As the human costs in China and other countries continue to rise, the virus is also taking its toll on different industrial sectors – and subdued demand and disrupted supply across industries increase uncertainty over the global economy.
Lurking behind the daily gyrations of the stock market is a deeper story about the threat coronavirus carries to the global economy — a story that Congress needs to understand and act on now to stave off a potentially devastating recession.
There are economic problems caused by Covid-19 illness itself, like closed Chinese factories making components unavailable to other parts of the supply chain. But there’s a separate threat to the global economy. It’s an issue of demand, which can cause ripple effects that would potentially outlast direct disruption of the economy.
A global pandemic sounds deceptively like a supply-side problem: China shut down a bunch of factories to halt the spread of infection, and now there’s no hand sanitizer to be had and Apple products are back-ordered.
But that’s not all that’s happening. We’re looking at what a college econ textbook would call a shock to the demand side of the economy on top of the supply-side disruptions.
A demand shock is something like what started to happen when American house prices began to slide downward in 2007 and 2008. Because prices were declining, investors get less interested in building new houses. And because prices were declining, homeowners felt poorer and became less likely to make major purchases.
Either kind of shock can lead to a stock market decline. If Apple can’t sell iPhones because nobody wants to buy them (demand problem), that’s bad for its share price. If Apple can’t sell iPhones because the factory where they’re assembled is closed (supply problem), that’s also bad for its share price.
But it’s important to distinguish a supply shock from a demand shock because the solutions are different.
Start with airlines. Currently, executives are warning that the slowdown in global travel demand they are experiencing could be worse than 9/11 and airlines all over the world are cutting flights as fewer people want to fly. That’s going to reduce orders for new aircraft and hurt manufacturing in the United States, Europe, Canada, and Brazil, where airplanes are made.
Fewer flights mean fewer people in airports. Fewer people in airports means reduced hours and tips for people who work in airport retail. If the typical airport retail worker were sitting on a fat savings account, they could dismiss the hit to their income as temporary and probably take advantage of some discounts. But we know that most working-class people, even in a very rich country like the United States, more or less live paycheck to paycheck (they are “liquidity constrained” in economics jargon) and can’t actually take advantage of any good shopping opportunities unless they have money coming in.

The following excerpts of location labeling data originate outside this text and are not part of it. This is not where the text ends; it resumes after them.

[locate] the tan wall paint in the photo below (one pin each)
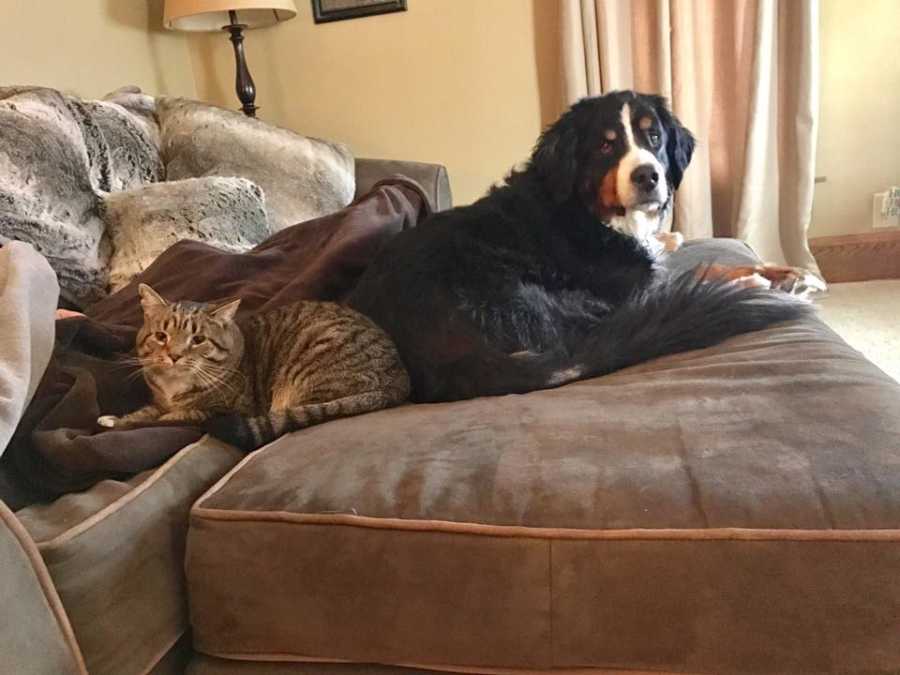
(465, 83)
(859, 125)
(90, 47)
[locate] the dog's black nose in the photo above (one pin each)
(645, 177)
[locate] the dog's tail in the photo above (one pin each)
(677, 314)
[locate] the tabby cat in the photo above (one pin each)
(295, 366)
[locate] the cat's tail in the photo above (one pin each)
(249, 433)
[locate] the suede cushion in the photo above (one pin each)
(115, 554)
(226, 213)
(728, 510)
(303, 178)
(35, 635)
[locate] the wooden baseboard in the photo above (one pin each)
(858, 257)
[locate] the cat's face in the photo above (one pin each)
(188, 342)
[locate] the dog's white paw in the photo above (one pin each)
(753, 281)
(107, 421)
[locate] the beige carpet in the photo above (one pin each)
(867, 315)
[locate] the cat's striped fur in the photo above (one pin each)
(298, 365)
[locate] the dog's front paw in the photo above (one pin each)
(794, 280)
(108, 421)
(671, 241)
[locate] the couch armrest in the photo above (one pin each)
(35, 634)
(432, 177)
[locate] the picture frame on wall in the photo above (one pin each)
(338, 10)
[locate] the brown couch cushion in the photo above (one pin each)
(115, 554)
(728, 510)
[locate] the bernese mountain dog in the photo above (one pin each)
(552, 276)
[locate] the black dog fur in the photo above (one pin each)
(529, 288)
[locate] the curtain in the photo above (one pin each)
(743, 76)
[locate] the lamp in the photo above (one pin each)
(233, 16)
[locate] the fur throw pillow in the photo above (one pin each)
(227, 213)
(303, 178)
(46, 193)
(58, 156)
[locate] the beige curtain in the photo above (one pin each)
(743, 76)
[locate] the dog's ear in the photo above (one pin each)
(679, 143)
(555, 158)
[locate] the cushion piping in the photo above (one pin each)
(525, 531)
(475, 670)
(43, 576)
(120, 503)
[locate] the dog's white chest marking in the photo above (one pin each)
(642, 226)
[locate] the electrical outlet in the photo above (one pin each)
(886, 209)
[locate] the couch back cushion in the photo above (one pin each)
(302, 178)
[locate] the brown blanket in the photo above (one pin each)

The disruption of supply chains, especially those that pass through Asia, is hurting businesses in multiple dimensions. Countries such as China, South Korea and Japan are critical to the supply chains for products ranging from plastic toys to iPhones to high-tech machinery. In these countries, manufacturers can’t get raw materials delivered reliably, are facing worker shortages and are having difficulty shipping out products. Rejiggering supply chains takes months, if not years. If the coronavirus spreads and causes disruptions to other major economies, it could wreak further havoc on supply chains.

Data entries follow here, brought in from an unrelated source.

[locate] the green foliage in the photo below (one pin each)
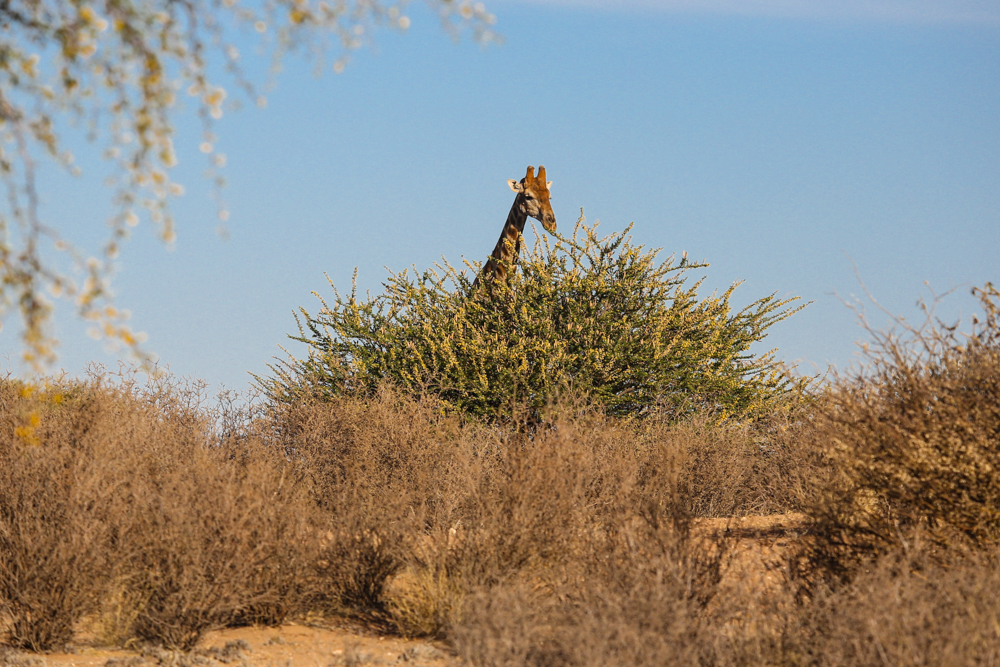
(594, 315)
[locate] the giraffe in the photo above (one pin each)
(532, 199)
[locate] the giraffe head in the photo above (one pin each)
(535, 197)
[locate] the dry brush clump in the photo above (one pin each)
(116, 498)
(910, 442)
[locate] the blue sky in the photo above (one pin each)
(782, 142)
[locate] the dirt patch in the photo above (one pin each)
(758, 547)
(291, 644)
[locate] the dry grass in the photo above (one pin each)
(573, 542)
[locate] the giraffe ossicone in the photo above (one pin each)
(533, 199)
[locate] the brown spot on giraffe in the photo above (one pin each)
(532, 200)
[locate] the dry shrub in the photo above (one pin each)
(911, 441)
(620, 580)
(119, 496)
(742, 468)
(55, 507)
(216, 543)
(374, 468)
(907, 608)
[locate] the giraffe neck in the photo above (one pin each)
(509, 244)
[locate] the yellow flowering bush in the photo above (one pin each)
(599, 316)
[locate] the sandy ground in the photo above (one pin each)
(758, 545)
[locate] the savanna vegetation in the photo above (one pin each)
(564, 523)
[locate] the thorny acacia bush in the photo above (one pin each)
(597, 316)
(912, 440)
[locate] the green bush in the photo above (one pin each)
(596, 315)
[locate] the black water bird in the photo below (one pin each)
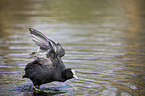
(42, 71)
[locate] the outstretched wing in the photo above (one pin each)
(41, 40)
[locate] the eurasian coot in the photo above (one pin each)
(51, 69)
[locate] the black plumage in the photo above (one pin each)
(51, 69)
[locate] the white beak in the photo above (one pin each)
(74, 74)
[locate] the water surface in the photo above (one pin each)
(103, 39)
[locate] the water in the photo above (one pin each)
(103, 39)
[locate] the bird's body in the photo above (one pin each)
(48, 65)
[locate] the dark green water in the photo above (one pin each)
(104, 42)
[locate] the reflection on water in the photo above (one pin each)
(104, 42)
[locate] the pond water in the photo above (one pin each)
(103, 39)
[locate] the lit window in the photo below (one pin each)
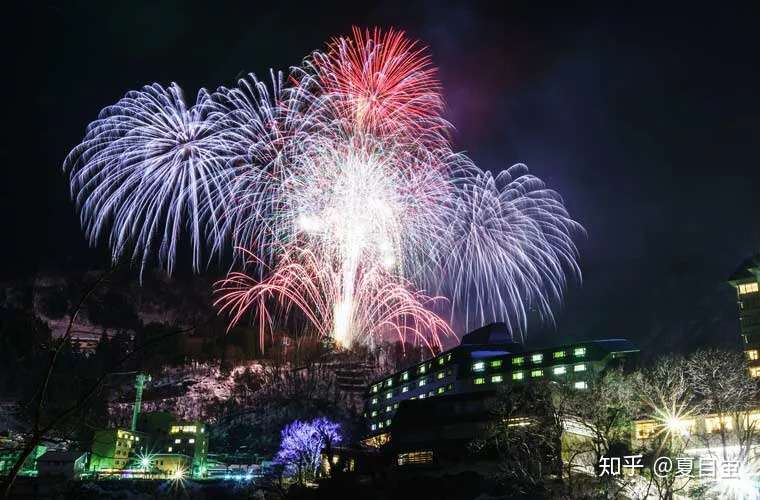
(414, 458)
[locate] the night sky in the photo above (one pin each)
(645, 120)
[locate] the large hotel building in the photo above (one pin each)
(485, 359)
(746, 281)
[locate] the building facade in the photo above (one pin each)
(190, 439)
(485, 359)
(113, 450)
(746, 281)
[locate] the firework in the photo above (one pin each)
(338, 188)
(149, 169)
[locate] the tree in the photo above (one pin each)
(302, 443)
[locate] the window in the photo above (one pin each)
(414, 458)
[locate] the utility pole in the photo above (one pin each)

Governments cannot eliminate uncertainty, but they can ensure the transparent and accurate flow of information. Even if the news is bad, consumers, businesses and investors need to know that they have a reliable picture of the facts. That, along with knowing that governments are doing all they can, might be the salve that everyone needs.

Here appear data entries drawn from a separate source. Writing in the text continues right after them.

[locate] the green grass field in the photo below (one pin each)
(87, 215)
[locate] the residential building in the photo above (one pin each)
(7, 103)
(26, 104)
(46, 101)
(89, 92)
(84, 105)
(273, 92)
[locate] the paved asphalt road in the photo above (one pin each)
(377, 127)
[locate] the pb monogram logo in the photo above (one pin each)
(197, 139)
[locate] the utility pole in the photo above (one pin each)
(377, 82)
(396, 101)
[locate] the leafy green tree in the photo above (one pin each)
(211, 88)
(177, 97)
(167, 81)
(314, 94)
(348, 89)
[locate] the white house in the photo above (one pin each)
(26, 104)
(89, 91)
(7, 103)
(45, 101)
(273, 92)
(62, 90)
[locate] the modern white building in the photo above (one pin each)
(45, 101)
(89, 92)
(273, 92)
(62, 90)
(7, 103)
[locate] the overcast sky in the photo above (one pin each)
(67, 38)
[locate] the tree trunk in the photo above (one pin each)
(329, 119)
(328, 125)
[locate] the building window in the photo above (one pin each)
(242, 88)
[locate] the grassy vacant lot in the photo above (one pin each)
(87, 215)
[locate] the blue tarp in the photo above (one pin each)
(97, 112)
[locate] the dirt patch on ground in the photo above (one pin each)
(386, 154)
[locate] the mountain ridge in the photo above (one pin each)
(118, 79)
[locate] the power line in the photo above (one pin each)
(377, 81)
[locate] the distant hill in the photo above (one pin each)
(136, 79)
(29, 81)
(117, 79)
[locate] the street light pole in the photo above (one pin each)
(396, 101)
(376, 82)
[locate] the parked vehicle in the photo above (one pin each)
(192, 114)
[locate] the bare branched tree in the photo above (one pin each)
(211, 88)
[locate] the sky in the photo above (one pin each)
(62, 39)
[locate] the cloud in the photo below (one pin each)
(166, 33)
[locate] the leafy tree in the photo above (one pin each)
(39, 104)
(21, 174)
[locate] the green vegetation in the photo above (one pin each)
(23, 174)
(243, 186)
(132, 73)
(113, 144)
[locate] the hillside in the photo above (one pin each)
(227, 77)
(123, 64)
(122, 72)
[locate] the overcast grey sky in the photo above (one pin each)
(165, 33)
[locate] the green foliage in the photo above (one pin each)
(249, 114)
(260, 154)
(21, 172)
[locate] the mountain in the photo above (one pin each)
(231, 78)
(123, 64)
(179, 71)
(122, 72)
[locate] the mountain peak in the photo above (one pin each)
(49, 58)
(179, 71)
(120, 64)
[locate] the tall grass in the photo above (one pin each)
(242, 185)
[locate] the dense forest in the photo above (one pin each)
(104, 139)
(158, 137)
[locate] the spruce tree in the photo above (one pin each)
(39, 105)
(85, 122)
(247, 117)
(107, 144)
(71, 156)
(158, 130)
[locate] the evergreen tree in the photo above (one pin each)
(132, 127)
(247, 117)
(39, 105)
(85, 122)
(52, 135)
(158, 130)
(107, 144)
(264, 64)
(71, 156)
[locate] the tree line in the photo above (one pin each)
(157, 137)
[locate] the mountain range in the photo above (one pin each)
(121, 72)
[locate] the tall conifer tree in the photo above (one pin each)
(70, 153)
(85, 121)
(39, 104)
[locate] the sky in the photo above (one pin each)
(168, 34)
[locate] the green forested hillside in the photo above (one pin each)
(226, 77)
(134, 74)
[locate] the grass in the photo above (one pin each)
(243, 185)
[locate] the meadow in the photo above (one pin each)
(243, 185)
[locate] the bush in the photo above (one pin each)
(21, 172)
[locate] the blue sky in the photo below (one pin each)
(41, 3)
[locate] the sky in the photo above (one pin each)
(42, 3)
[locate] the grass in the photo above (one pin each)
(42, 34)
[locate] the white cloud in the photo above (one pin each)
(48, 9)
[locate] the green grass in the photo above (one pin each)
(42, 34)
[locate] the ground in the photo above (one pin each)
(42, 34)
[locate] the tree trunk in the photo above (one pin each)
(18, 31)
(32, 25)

If the virus continues to spread across China, East Asia and other world regions, however, uncertainty and disruption will increase. Movement restrictions would continue and supply chains that are currently temporarily disrupted would decompose entirely, and factory shutdowns would inevitably follow, not just in China but also other markets. Some companies might consider revising their supply chains to find alternatives for China, but experience shows that that’s easier said than done.